For the first time, a group of parents has succeeded in pulling a “parent trigger” on a struggling school without resistance.
On a 7- 0 vote, the Los Angeles Unified School District Board of Education on Tuesday afternoon quickly approved a petition to overhaul 24th Street Elementary through a “restart model” under California’s Parent Empowerment Act of 2010. The so-called parent trigger law enables parents to organize and force major reforms on underperforming schools, from firing the principal and half the staff to ceding control to a charter operator.
“With their unanimous vote, the LAUSD Board has given its full support to transform our school and give our children the opportunity for a better education,” said lead parent organizer Amabilia Villeda in a statement. “We are very thankful.”
Tuesday’s uneventful vote marked only the second time a parent trigger push has advanced — and the first time such an effort sailed past a local school board without going to court.
“I don’t get the controversy at the moment, because it’s going as I think the law intended it to go,” said LAUSD Superintendent John Deasy on Wednesday. “I had no knowledge of ‘opposition’ in the world of parents. None.”
During similar efforts in the California cities of Compton and Adelanto, the parent trigger process proved divisive and hostile. Counter-campaigns of parents and teachers fiercely opposed the petition drives. Opponents accused the petitioners of lying to and misleading parents to get signatures by promising a safer, cleaner school but not making it clear that the petition could lead to a charter school conversion. Each side accused the other of harassment and aggressive tactics.
Every California parent trigger effort thus far has been bankrolled by Parent Revolution, a Los Angeles-based nonprofit founded by former Clinton administration official Ben Austin.
In Adelanto, a tiny desert city about 90 miles northeast of Los Angeles, parent petitioners at Desert Trails Elementary saw their plan rejected three times at the school board level, with district officials citing signature verification and technical problems and several dozen parents requesting to withdraw their initial signatures, through forms called “rescissions.” The petitioners then argued those rescissions were “riddled with fraud.” Ultimately, a San Bernardino County judge ruled the district could not accept withdrawn signatures.
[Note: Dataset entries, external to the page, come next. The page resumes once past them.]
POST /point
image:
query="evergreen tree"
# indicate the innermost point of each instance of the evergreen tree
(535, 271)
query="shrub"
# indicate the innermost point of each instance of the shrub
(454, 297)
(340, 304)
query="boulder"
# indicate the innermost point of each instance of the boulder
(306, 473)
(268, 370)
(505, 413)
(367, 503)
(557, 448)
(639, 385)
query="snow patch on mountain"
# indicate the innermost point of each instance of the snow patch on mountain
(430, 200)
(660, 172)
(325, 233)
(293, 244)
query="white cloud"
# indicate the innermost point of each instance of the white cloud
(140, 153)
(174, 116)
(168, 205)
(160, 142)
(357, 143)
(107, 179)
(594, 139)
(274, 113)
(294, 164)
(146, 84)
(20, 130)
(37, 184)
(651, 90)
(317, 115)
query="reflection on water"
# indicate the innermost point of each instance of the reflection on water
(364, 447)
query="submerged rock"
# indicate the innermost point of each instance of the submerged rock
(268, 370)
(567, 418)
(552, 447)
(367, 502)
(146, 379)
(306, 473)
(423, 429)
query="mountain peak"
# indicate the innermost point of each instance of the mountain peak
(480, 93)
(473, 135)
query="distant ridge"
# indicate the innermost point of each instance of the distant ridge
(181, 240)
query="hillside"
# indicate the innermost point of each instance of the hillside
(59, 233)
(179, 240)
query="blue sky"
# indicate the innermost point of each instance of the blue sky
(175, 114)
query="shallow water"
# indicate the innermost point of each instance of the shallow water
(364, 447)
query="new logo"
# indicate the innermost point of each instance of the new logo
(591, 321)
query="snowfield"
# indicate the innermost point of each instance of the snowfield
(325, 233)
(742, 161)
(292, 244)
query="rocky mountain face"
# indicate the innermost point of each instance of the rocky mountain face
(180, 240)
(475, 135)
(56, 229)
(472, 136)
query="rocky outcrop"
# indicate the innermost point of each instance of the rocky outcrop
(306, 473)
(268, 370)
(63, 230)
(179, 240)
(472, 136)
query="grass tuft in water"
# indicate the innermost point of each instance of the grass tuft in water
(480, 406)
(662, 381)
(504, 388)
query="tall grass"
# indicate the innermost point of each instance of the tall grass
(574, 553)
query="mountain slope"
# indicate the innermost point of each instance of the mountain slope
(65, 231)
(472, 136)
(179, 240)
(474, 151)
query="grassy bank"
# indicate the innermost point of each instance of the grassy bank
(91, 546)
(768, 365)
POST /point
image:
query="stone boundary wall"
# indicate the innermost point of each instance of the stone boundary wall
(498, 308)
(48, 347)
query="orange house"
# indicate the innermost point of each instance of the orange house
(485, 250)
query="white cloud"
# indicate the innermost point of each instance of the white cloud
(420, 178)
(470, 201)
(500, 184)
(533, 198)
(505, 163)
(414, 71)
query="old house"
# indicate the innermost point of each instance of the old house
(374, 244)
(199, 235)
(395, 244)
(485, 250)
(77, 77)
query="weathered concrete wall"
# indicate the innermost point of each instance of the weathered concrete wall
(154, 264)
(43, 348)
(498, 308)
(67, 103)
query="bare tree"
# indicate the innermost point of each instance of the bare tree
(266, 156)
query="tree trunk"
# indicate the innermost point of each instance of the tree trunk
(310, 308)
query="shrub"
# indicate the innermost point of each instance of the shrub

The Desert Trails parent union exchanged hugs and tears with school board members after getting a charter school conversion approved in early January.
In the LAUSD, the signature verification process went “very smoothly,” Deasy said. The parent union estimated it collected enough parent signatures to represent 69 percent of students at the school, which has about 685 students in kindergarten through fifth grade.
The 24th Street petitioners could tell they were going to get the response they wanted when the LAUSD board decided to lump the parent trigger item with some 50 other generally non-controversial items on Tuesday’s consent agenda.
“Having something on consent is not a common event because it’s a signal that everybody agrees with the item moving forward,” Deasy said. “It may have been an understated signal, but it was quite a powerful signal for the LAUSD school board.”
Before the vote, Los Angeles Mayor Antonio Villaraigosa joined about 35 parents and children from 24th Street for a rally at a park near the school. He urged the LAUSD board to approve the plan. Villaraigosa has been a vocal supporter of parent trigger laws, along with the members of the U.S. Conference of Mayors and former Florida Gov. Jeb Bush.
Also on Tuesday, the Coalition for School Reform announced a $1 million contribution from Mayor Michael Bloomberg to help support LAUSD board members who back reforms like more access to charter schools and stricter teacher evaluations.
The 24th Street parent union received eight letters from operators and organizations interested in submitting a school transformation plan. The LAUSD was one of them.
But if the parents choose an outside operator, 24th Street’s teachers — or an equivalent number of other teachers within the LAUSD — could lose their jobs. Deasy would not discuss whether the process could lead to teacher layoffs.
“When we get to that point, we’ll deal with it,” Deasy said. “I don’t want to imagine a concern that may or may not exist.”
The full proposals to transform 24th Street are due by March 8. The parent leadership team will then evaluate each plan and vote on its top choice by April 1.